There are several temporal illusions for which the corresponding physiology remains to be directly investigated—these are listed at the end of table 1. Mostly, these involve the dynamics between the markers that define an interval. For example, filled intervals (a light that appears, remains on and then disappears) are perceived as longer than empty intervals (two brief flashes defining an interval) of equal physical duration (Ihle & Wilsoncroft 1983). More generally, it has been long noted that the apparent duration of a sequence is dilated with increasing pattern complexity (Roelofs & Zeeman 1951; Schiffman & Bobko 1974), and those observations were followed by proposals that the brain estimates time based on the number of ‘events’ that occur (Fraisse 1963; Poynter 1989; Brown 1995). Although it seems intuitive that the brain expends more energy to represent a higher density of events per unit time, the available physiology literature does not appear to address these predictions directly; therefore, the later entries in the table await experimental testing.
5. Other evidence for low-level mechanisms in duration perception
The dependency of our framework on basic measures of energy expenditure suggests that the perception of time may be related to very low-level properties of neurons, rather than a highly cognitive algorithm. This view is consistent with several recent demonstrations. For example, Johnston et al. (2006) found that adaptation to a flickering stimulus led to duration distortions of subsequent stimuli; since the effect was spatially localized, this suggested a source of timing in early visual areas (Johnston et al. 2006). Similarly, the role of temporal frequency in duration distortions may also point to early levels of visual processing (Kanai et al. 2006). Finally, reductions in stimulus visibility—which are related to the transient responses of neurons (Macknik & Livingstone 1998)—led to compressed subjective durations (Terao et al. 2008). All these findings suggest that low-level neural signatures of neurons will play an important role in duration perception.

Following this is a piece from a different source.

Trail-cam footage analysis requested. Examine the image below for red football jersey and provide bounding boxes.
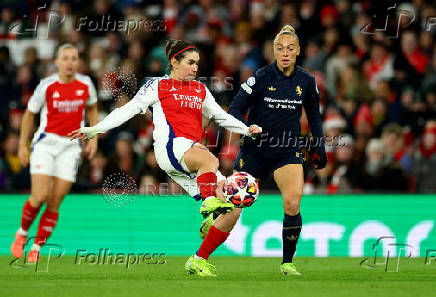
[27,74,97,136]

6. Neural responses and the speed of reaction
The size of a neural response appears to map not only to subjective duration, but also inversely to motor reaction times. For example, the increase in perceived duration with increasing size (Xuan et al. 2007) and luminance (Sperandio et al. 2008) correlates with a decrease in reaction time (Plainis & Murray 2000; Ono & Kawahara 2007; Sperandio et al. 2008). Similarly, moving, looming or flickering stimuli appear to last longer in duration than static or receding stimuli (Roelofs & Zeeman 1951; Brown 1995; Kanai et al. 2006; van Wassenhove et al. 2008) and also lead to faster reaction times (Mashhour 1964; Smeets & Brenner 1995; Brenner & Smeets 2003; López-Moliner 2005). An auditory stimulus lasts subjectively longer than a visual stimulus of equal duration (Wearden et al. 1998) and triggers a shorter reaction time (Woodworth & Schlosberg 1954). Familiar words evoke longer perceived durations (Witherspoon & Allan 1985) and shorter reaction times (Balota & Spieler 1999) than unfamiliar ones. Luminance-defined stimuli appear longer in duration than equiluminant stimuli (Cicchini & Tomassini 2008) and also lead to faster reaction times (McKeefry et al. 2003). With ageing, subjective durations decrease (Lustig 2003) as reaction times get longer (Jevas & Yan 2001; Luchies et al. 2002; Rose et al. 2002; Der & Deary 2006).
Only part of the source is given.